Katie me miraba con esa expresión que pone ella. ¡No sé qué le pasa a esta niña! Peter se despidió de los niños con un beso y acarició a Graham. Luego, para mi sorpresa, me abrazó y presionó su mejilla contra la mía.
—Hasta luego —murmuró.
—Sí, hasta luego.
Y con estas se marchó. Al oír sus pasos en la puerta sentí una punzada. A Graham le pasó lo mismo, porque se sentó en la ventana y se quedó allí una eternidad.
Esa mañana dejé a Jos dormido en mi cama y fui a misa de las ocho. Tenía ganas de reflexionar sobre los últimos eventos y el concepto de culpa y penitencia.
—Antes de celebrar la santa misa —dijo el sacerdote—, vamos a reconocer nuestros pecados.
Pero yo no me puse a reconocer mis pecados, sino los de mi madre. Habíamos tenido una agria discusión por teléfono.
—Era solo una diversión —aseguró ella.
—¡Una diversión!
—Bueno, a Matt le encantan estas cosas. Era nuestro secreto.
—Desde luego, porque a papá le habría parecido muy mal si se hubiera enterado, y ya sabes lo que yo pienso de la bolsa. Es como ir al casino.
—Cariño, la bolsa no tiene nada de malo —replicó mi madre tranquilamente—, mientras uno sepa lo que hace.
—Pues es evidente que Matt no lo sabía. Pero claro, cómo lo iba a saber, si solo tiene doce años. No me puedo creer que hayas estado explotando a tu propio nieto por dinero.
—No lo he hecho por dinero, Faith —se apresuró a señalar ella—. No tenía ni idea de que habíamos ganado tanto. Yo pensé que sería bueno para Matt.
—¿Ah, sí?
—Sí, que ampliaría su educación. Mira, para jugar bien en la bolsa hay que estar al tanto de los asuntos mundiales. Ahora Matt está enteradísimo de la política boliviana —añadió con entusiasmo—, y de las cosechas de soja en Estados Unidos.
—Ya, pero no sabe nada útil. Se ha retrasado mucho en latín y griego, y ha suspendido francés e historia. Estoy muy enfadada, mamá.
—Lo siento, Faith, de verdad. Pero se me ha ocurrido una solución para compensaros.

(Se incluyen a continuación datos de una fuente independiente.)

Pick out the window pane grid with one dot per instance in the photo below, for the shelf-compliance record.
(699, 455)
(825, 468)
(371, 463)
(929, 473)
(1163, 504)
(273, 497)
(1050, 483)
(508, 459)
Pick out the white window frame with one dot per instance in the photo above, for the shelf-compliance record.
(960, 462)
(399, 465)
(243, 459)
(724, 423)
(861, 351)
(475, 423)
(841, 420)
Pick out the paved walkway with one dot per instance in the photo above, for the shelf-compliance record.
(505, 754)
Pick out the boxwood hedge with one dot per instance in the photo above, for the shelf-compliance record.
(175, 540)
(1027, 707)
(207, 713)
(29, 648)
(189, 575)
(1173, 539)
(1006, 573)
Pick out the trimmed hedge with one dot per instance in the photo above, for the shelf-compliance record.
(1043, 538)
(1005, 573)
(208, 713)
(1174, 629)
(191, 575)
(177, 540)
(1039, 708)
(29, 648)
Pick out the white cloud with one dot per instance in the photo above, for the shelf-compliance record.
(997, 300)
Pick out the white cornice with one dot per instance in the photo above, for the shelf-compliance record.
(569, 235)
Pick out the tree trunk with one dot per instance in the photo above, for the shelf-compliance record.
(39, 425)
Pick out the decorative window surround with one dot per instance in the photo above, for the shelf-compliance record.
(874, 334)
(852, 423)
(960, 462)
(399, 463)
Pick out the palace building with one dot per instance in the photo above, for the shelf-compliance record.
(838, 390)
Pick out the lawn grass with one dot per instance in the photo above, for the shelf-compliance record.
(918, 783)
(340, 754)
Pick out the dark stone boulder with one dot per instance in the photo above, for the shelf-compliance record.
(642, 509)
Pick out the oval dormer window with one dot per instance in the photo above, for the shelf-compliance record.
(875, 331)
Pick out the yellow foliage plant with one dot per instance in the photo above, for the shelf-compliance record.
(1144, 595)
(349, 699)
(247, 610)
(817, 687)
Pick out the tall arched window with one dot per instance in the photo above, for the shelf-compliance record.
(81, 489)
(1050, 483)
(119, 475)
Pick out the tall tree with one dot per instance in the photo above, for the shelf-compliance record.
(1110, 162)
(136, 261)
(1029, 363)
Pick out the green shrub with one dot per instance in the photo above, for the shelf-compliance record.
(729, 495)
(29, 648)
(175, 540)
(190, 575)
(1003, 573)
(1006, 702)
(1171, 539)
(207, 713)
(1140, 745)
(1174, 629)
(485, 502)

De modo que mis padres se llevaron a los niños a pasar un mes a Francia. Alquilaron una pequeña
gîte
cerca de Burdeos para que Matt mejorara su francés, y mi madre le va a ayudar a recuperar las asignaturas atrasadas. «Es una buena penitencia para ella —pensé mientras rezábamos en misa—, mucho más divertido que recitar avemarías y padrenuestros». Los niños estaban encantados de la vida, y yo también, sobre todo porque así tendría ocasión de pasar más tiempo con Jos. Es verdad que cuando me enteré de lo del ordenador me puse hecha una furia. No me gustó nada que me mintiera. Pero cuando por fin comprendí por qué lo había hecho, me sentí muy agradecida.